Head coach Dennis Allen has no such excuse unless he is simply committed to the man he hired. And for at least one more game, that is Knapp.
Allen's coaching roots are on defense, and through 15 games this season, he has shown no aptitude for offense. What may be more troubling is his game management and comfort with outdated guidelines.
With 5:24 left and the Raiders trailing 14-6, Oakland faced fourth and four from the Carolina 24. If Allen is playing to win, as I believe, he knows he needs a touchdown and a two-point conversion to tie. A field goal, a defensive stop and a touchdown would yield a lead.

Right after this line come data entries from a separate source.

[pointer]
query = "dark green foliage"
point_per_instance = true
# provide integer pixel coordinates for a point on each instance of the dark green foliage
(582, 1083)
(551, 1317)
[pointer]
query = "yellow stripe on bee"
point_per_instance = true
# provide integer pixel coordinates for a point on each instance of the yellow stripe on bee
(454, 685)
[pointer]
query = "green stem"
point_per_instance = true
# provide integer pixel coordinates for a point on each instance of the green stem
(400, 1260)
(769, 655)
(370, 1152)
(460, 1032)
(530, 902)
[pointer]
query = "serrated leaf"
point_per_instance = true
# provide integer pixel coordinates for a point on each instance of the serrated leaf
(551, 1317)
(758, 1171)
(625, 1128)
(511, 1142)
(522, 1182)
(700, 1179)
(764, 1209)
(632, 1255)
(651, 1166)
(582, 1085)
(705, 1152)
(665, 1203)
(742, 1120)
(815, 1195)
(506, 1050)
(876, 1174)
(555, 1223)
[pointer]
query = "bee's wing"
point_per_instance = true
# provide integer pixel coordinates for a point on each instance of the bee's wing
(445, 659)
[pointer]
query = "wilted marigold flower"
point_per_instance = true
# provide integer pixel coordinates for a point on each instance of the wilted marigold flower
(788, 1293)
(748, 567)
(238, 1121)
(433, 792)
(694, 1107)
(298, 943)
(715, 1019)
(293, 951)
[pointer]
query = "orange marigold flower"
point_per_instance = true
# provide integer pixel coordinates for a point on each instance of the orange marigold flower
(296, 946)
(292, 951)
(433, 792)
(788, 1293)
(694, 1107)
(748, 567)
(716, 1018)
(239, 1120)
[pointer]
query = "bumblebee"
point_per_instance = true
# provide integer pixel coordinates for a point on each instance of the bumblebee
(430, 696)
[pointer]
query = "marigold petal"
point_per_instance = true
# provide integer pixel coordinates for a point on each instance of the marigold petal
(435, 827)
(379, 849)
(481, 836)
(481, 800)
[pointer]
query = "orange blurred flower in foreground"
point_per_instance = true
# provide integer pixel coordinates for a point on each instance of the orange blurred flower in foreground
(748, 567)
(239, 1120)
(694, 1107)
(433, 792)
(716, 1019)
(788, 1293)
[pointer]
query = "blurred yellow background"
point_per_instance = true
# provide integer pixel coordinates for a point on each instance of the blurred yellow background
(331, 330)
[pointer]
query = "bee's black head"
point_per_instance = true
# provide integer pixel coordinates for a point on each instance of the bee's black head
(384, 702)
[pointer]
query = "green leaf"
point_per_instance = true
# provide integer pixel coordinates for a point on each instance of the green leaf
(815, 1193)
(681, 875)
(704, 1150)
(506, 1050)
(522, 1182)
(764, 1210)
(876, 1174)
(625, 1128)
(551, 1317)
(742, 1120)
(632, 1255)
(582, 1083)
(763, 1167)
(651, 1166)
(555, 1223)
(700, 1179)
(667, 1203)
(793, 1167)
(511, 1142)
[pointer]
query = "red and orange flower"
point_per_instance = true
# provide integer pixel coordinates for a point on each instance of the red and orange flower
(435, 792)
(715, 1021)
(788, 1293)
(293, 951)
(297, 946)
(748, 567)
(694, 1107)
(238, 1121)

Rather than summon his most reliable scorer, kicker Sebastian Janikowski, for a 41-yard field-goal attempt and allow plenty of time to find a touchdown, Allen opted for Knapp and the backup quarterback. The play failed. Leinart's pass was deflected, essentially ending the game.

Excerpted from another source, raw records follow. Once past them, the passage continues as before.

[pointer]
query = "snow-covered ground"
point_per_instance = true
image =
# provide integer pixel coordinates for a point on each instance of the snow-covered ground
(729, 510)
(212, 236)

When Oakland got the ball back, the deficit had grown to 11. Carolina coach Ron Rivera, whose job is said to be in jeopardy, made the semi-bold choice of turning to his kicker and was rewarded with a clinching 51-yard field goal.
This is the second time in four games that Allen, at a crucial point, puzzlingly placed higher value on the playbook than the clock. He made a similar ill-fated decision in the Dec. 2 loss to Cleveland.
There was a time when this was the typical late-game call. But somewhere along the way, minds opened up, and some coaches realized that negotiating the clock can be more important than trusting your offensive coordinator and quarterback to concoct something marvelous.